The sampling intention does not process the special symbols of the input data, different special symbols have no substantial influence on intention recognition, but the existence of the sampling intention can occupy the length of the processed characters in a character form, so that the PET prediction length cannot be effectively shortened, the training effect is influenced, and the convergence is slow.
The invention can reserve the characteristic of input data with special symbols by setting the preset characters at the head of the duplicate removal sample on the basis of reserving the character arrangement of the training sample, but effectively solves the problem of PET prediction length.
Optionally, each of the de-duplicated samples in the de-duplicated sample set is compressed according to the word frequency list, so as to obtain a compressed sample set, where the compressed sample set includes a plurality of compressed samples, and the compressed samples correspond to the de-duplicated samples one to one. And inputting the compressed sample set into a mask language model which is constructed in advance for training, and outputting to obtain an intention recognition result.
According to the method for identifying the intention, the word frequency list is used for carrying out de-duplication processing on the training sample set, the size of the candidate word list is reduced, and the model convergence speed is effectively improved.

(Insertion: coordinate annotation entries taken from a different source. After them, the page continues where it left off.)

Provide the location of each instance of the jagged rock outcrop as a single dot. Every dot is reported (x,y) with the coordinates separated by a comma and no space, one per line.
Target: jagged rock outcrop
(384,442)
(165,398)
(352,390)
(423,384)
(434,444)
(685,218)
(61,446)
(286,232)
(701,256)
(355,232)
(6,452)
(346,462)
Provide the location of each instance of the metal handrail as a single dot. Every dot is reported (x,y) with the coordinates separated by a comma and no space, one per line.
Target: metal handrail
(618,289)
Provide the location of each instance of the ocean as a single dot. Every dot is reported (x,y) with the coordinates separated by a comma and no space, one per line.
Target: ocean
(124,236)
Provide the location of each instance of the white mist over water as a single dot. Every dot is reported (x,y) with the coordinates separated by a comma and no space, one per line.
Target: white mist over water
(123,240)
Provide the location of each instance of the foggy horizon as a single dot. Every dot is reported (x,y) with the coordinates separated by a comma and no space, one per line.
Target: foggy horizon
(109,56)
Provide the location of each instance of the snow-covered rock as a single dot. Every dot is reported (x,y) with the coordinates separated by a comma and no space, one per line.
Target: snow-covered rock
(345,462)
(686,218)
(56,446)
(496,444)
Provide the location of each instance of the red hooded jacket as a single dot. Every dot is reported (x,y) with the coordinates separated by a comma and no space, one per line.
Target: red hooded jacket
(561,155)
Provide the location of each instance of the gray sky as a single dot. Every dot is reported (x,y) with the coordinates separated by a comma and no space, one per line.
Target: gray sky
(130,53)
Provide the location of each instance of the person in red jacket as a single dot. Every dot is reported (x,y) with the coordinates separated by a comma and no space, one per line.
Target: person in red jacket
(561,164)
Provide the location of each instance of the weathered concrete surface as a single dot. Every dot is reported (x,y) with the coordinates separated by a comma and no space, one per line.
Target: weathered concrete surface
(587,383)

Referring to fig. 3, fig. 3 is a flowchart illustrating an intention recognition method according to another embodiment of the invention, which can be implemented by an intention recognition apparatus configured in an electronic device. The method comprises the following steps:
step 301, a training sample set is obtained, where the training sample set includes a plurality of training samples, each training sample is a character combination of an abstract intention, and the training samples at least include attention characters in an ordered arrangement.
Step 302, when the total number of characters in the training sample set after de-duplication is greater than or equal to a first threshold, acquiring a word frequency list corresponding to the training sample set. The word frequency list comprises the attention characters contained in the training sample set and the occurrence number of each attention character in the training sample set.
Step 303, performing character deduplication processing on each training sample in the training sample set to obtain a deduplication sample set.
For each deduplication sample, a character length for each deduplication sample is determined, step 304.
And 305, when the character length is greater than or equal to the second threshold, screening the duplicate removal samples according to the character frequency list to obtain screened samples corresponding to the duplicate removal samples.
And step 306, compressing the screening sample corresponding to the de-weight sample to obtain a compressed sample corresponding to the screening sample.
Step 307, adding the compressed sample corresponding to the screened sample to the compressed sample set.
And 308, determining the de-duplicated samples as compressed samples when the character length is smaller than a second threshold value for each de-duplicated sample. The compressed sample is added to the set of compressed samples.
And 309, inputting the compressed sample set into a pre-constructed mask language model for training, and outputting to obtain an intention recognition result, wherein the mask language model is used for filling the input compressed sample into a preset position in a language prompt template to be trained and then training.
In step 310, when the total number of characters in the training sample set after deduplication is smaller than the first threshold, no special processing is required.
In the above step, the character length of each deduplication sample refers to the number of characters included in a character combination obtained by subjecting the deduplication samples to character deduplication processing. For example, the deduplication sample is { [ UNK ] geographical object query location of a certain attraction }, and the corresponding character length is 11.
The second threshold is a maximum length constraint value preset for the de-duplicated samples, which may be a value related to the characteristic intended to be identified. The second threshold value may be represented by max _ length, for example, and is preferably 5.
Optionally, the screening the duplicate removal samples according to the word frequency list to obtain a screened sample corresponding to the duplicate removal samples includes:
determining a candidate character set from the first concerned character of the word frequency list according to the arrangement sequence of the word frequency list, wherein the candidate character set comprises a first threshold number of concerned characters which are continuous, and the word frequency list is sorted from high to low according to the occurrence frequency of the concerned characters in a training sample set;
and screening the concerned characters contained in the duplication removing sample according to the candidate character set to obtain a screening sample corresponding to the duplication removing sample.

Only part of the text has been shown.